Wednesday, November 15, 2006

mark driscoll and his controversial remarks about pastors wives

andrew jones does one of his great around-the-rooms ab the recent controversy surrounding mark driscoll.

6 comments:

Joe said...

Where were the controversial statements? Can you sum them up here...there's a lot of stuff on his blog to read. I read his response to the recent evangelistic fall from grace and saw nothing inappropriate.

Is this it:
"It is not uncommon to meet pastors’ wives who really let themselves go; they sometimes feel that because their husband is a pastor, he is therefore trapped into fidelity, which gives them cause for laziness. A wife who lets herself go and is not sexually available to her husband in the ways that the Song of Songs is so frank about is not responsible for her husband’s sin, but she may not be helping him either."

He did say, "Most pastors I know..."

So is the controversy about his poor observational skills?

Is it; "A wife who lets herself go and is not sexually available to her husband in the ways that the Song of Songs is so frank about is not responsible for her husband’s sin, but she may not be helping him either"

I agree. She is not helping. I also agree that a wife who "lets herself go" is making a statement that her busy pastor husband who is trying to save the world and forgets all his wife's birthdays needs to get things right at home!

There's pride in the pulpit, there's pride in the pew!

Stephen said...

The most controversial aspect of mark's comment - imo - was making it in the context of haggard's sin. it took the focus of ted and - in the view of some - inappropriately put the focus on his wife.

Anonymous said...

i gotta be honest, i didn't read his comments that way ... but i only really skimmed his post looking for the controversy.

Joe said...

I also didn't read it this way at all. Like someone said on a blog, he really didn't address the issue of homosexuality which as this writer said, no matter how "hot" your wife may be, that really wasn't the issue.

I do however think a big issue is SSA (same sex attraction) issues rarely addressed in the Church at large.

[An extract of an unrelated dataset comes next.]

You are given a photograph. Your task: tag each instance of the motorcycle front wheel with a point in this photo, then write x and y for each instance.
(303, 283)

If someone wrestles with this, where do they go? I believe this is far greater than imagined.

Anonymous said...

hey PP, marks original comment was not even directed at Gayle Haggard, if you read it in context. But folk are taking the total sum of marks teaching and finding enough kindling for a fire.

Stephen said...

andrew, that's true, but I think Mark's mistake was making the comment in the same blogpost where he's talking about Haggard. he made the comment "in the same general vicinity" as gayle haggard, if you follow me. I think it would be like making a comment that teenage girls nowadays need to dress more modestly in the context of talking about a 16 year old girl who was raped and killed. even though it's not said, someone *might* make the unstated connection that the girl somehow brought it on herself. It simply is not the time to talk about how teenage girls dress. Similarly, I don't think this was the post in which Mark should have talked about pastor's wives being good stewards of their body for their husband.